Sam Burn, who serves as commissioner of culture for Jim ’N Nick’s Bar-B-Q, a Birmingham, Ala.-based company with two restaurants on the Emerald Coast, calls these localized preferences “cultural identifiers.”

Jim ’N Nick’s, locally found in Niceville and Sandestin Golf and Beach Resort’s Baytowne Wharf, is known for serving a variety of styles and flavors when it comes to barbecue.

Burn said the award-winning menu – which includes beef, pork and chicken, smoked for 12 to 14 hours delivers a barbecue experience based on authentic regional traditions.

“You know, barbecue has got such a cultural foundation,” he said. “It is not your typical food; it is sewn into the cultural fabric of the region.

“When I think of barbecue, I don’t just think of a way of preparing food,” Burn said. “It is really about the get-togethers that people have – and the association you have with those get-togethers.”

John Seeling, owner of 98 Bar-B-Que in Santa Rosa Beach, agrees.

“I think barbecue is a feel-good food; it is a backyard-picnic, family-get-together food,” he said. “That is why I like it. And everybody likes barbecue – every age group, every class. It’s such a good food that everyone can relate to it.”

Seeling, who bought the restaurant with his wife Nicole in late 2006, said the key to 98 Bar-B-Que’s  pork, beef and chicken barbecue is not just in the homemade sauces or signature rub – it’s patience.

“I really believe that by taking your time, cooking the meat slow and allowing the smoke to release the nitrates that penetrate the meat – and not trying to cut corners – that your product is going to be superior to anything else,” said Seeling, who can be found in the restaurant’s open-style kitchen daily.

How Do You Barbecue?

Seeling said that barbecue fans can find success at home through a little practice in seasoning and patience with cooking.

A good cut of meat also is important.
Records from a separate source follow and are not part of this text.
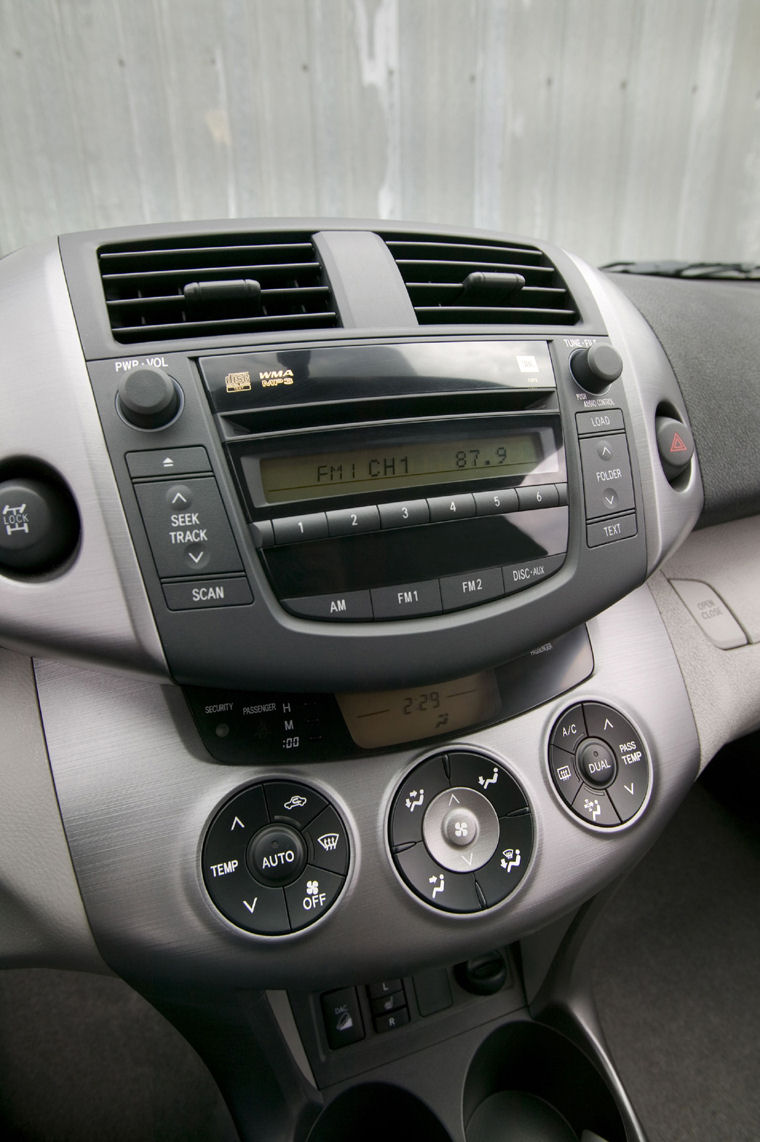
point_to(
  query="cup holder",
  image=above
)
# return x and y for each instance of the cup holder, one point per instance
(527, 1083)
(376, 1112)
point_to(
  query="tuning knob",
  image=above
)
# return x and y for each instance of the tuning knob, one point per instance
(597, 367)
(148, 399)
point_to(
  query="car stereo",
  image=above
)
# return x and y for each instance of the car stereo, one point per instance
(362, 511)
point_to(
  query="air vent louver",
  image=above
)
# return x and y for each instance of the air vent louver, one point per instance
(214, 286)
(469, 281)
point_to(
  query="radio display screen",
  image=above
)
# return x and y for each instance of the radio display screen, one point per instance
(391, 466)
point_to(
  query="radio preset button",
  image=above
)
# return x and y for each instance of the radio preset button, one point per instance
(350, 606)
(352, 521)
(405, 514)
(452, 507)
(407, 600)
(537, 496)
(295, 528)
(458, 590)
(496, 503)
(518, 576)
(607, 481)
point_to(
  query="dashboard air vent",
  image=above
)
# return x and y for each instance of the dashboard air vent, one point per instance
(472, 281)
(214, 284)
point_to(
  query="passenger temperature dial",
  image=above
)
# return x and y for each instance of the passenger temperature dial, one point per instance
(461, 831)
(599, 764)
(276, 858)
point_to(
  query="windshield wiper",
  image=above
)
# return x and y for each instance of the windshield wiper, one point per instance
(729, 271)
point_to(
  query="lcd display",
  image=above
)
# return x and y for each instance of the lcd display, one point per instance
(393, 716)
(391, 466)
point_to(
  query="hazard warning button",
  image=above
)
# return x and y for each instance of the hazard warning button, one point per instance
(676, 445)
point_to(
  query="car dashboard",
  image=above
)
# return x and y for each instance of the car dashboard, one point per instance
(372, 597)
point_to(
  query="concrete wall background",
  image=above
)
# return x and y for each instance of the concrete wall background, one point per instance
(618, 128)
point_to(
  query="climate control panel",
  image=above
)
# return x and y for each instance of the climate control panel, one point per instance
(599, 764)
(276, 858)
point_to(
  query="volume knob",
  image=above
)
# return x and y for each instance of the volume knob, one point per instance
(597, 367)
(148, 399)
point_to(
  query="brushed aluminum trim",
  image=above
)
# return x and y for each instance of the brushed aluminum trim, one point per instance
(96, 609)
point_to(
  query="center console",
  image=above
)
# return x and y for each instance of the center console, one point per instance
(385, 689)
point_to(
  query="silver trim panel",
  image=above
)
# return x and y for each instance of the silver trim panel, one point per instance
(137, 790)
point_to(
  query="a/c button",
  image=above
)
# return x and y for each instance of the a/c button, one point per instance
(350, 606)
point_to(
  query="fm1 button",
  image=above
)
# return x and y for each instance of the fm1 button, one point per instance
(277, 855)
(597, 763)
(311, 895)
(593, 805)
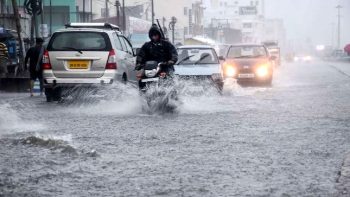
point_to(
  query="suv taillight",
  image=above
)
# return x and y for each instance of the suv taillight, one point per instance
(112, 60)
(46, 61)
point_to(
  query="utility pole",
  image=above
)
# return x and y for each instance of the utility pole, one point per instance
(50, 18)
(124, 17)
(2, 4)
(84, 11)
(91, 17)
(117, 5)
(339, 34)
(107, 13)
(172, 27)
(42, 19)
(19, 31)
(152, 5)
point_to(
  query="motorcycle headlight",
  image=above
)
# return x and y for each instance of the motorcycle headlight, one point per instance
(151, 73)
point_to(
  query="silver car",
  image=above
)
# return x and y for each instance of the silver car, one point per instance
(86, 54)
(199, 63)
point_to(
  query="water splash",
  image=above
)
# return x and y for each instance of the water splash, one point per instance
(11, 121)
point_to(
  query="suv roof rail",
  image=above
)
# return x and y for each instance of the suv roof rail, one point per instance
(93, 25)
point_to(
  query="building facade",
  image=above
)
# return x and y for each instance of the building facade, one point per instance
(247, 16)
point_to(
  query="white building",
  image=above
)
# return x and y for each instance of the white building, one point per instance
(164, 10)
(245, 15)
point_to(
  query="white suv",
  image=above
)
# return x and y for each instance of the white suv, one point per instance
(86, 54)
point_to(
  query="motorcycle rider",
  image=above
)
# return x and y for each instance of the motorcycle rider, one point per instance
(158, 49)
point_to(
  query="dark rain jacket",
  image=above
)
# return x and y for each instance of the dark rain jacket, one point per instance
(162, 51)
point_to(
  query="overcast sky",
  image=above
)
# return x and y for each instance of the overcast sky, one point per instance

Make sure your selection is fresh, never frozen; has a good portion of marbling, or fat; and has a consistent thickness for even cooking.

Butchers often will offer assistance and cut meat especially for smoking or grilling upon request.
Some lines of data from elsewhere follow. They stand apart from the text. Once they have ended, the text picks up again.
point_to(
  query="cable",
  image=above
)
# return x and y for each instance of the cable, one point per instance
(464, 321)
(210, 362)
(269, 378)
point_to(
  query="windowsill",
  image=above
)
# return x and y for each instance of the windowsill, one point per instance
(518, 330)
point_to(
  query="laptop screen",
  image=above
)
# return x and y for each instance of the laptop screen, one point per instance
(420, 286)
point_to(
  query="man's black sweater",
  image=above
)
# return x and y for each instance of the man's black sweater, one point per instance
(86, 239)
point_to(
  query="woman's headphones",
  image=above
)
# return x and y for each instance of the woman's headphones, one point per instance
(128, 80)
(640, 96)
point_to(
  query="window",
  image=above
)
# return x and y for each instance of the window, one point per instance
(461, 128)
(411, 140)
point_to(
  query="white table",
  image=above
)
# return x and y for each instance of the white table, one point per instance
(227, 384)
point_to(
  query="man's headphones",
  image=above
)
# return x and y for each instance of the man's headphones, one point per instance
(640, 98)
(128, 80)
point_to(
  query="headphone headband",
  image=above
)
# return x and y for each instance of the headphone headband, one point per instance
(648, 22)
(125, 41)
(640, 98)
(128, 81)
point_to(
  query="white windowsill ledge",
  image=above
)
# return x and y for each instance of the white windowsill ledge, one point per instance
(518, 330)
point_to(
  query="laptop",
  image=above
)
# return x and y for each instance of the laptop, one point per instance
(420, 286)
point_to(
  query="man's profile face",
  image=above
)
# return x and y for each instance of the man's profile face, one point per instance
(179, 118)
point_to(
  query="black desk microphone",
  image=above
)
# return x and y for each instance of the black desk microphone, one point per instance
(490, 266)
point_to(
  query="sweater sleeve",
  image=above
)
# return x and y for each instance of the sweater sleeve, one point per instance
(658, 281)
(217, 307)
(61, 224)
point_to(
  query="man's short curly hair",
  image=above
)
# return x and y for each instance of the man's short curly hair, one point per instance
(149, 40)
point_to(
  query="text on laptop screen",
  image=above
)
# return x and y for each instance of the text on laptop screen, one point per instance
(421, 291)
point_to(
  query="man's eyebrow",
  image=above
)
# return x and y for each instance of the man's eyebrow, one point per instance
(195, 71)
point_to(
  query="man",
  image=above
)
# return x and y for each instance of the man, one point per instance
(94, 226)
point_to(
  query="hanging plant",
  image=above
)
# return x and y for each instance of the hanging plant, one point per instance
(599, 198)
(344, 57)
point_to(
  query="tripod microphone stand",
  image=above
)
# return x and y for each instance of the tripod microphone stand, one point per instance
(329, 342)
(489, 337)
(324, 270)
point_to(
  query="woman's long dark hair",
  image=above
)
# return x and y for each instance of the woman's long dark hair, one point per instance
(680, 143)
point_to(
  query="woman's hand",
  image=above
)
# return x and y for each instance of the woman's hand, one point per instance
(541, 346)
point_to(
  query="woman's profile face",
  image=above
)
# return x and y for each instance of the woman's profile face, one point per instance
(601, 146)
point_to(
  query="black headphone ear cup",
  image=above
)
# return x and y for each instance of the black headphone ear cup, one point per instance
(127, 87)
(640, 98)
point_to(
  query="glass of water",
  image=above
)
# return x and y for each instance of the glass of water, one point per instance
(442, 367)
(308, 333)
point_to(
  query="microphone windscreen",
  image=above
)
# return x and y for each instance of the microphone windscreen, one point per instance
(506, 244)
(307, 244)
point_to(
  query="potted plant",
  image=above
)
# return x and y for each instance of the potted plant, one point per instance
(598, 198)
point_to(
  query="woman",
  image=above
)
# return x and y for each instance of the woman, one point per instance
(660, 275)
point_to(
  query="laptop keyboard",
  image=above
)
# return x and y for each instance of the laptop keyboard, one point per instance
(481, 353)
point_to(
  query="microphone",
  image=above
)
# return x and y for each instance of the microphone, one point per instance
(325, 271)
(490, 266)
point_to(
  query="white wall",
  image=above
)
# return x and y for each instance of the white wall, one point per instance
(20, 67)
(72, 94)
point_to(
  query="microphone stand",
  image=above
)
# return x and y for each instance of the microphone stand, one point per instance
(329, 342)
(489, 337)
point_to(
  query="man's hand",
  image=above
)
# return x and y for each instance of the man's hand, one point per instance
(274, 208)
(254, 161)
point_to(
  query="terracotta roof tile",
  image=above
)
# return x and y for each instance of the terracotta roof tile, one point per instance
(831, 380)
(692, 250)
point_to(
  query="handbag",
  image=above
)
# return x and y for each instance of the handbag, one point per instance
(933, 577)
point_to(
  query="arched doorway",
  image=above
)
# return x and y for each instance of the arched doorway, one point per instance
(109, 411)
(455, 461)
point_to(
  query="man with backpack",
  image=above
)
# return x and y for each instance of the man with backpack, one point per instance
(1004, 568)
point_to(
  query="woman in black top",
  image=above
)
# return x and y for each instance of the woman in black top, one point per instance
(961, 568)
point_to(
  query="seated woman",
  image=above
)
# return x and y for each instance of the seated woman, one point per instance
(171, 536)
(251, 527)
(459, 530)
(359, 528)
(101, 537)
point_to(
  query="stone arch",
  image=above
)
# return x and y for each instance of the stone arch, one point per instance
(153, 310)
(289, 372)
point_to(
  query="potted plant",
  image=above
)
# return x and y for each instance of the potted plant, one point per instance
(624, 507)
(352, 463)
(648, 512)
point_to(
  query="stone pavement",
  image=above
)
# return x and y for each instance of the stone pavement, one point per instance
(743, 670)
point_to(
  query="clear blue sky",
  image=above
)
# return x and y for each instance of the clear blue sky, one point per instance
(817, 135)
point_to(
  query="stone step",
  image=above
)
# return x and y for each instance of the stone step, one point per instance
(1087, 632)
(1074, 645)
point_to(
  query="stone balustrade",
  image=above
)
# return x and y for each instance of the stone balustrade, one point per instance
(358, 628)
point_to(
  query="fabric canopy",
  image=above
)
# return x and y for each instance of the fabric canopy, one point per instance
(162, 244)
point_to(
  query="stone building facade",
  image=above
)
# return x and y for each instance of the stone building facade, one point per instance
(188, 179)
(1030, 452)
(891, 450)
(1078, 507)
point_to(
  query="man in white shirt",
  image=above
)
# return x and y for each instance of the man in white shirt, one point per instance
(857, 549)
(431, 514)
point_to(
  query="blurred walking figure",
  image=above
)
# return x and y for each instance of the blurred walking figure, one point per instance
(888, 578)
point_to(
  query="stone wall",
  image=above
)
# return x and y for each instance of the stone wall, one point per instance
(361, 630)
Beef should be the tenderest cut; although it is slightly more expensive, it will be worth it. And shoulder or butt-roast cuts are popular for pork, especially for pulled pork recipes.

Seasonings or rubs can be made at home or purchased at grocery or gourmet stores. They range from salty to spicy in taste, but should be considered only a flavor enhancer, never covering the natural taste of the smoked or grilled meat.

Sauce should be used at the very end or after cooking to add a distinctive but complementary layer of flavor that can come from brown sugar, molasses, vinegar, mustard and/or peppers. Burn suggested sampling the meat before you add sauce.

“I think barbecue should taste great without the sauce,” he said. “The sauce should just take it to the next level.”

The final touch to a true barbecue is in the all-important side dishes.

As good as smoked ribs taste, they cannot stand alone at a picnic. Traditional sides include fresh coleslaw, creamy potato salad, and sweet and savory baked beans. Or shake up the cookout menu with roasted vegetables, potatoes au gratin or a chilled couscous salad.

And don’t forget the rolls. Seeling stressed their importance.

“I think at every barbecue, you’ve got to have some bread,” he said. “You need it to dip it in the sauce – and clean your plate with it!”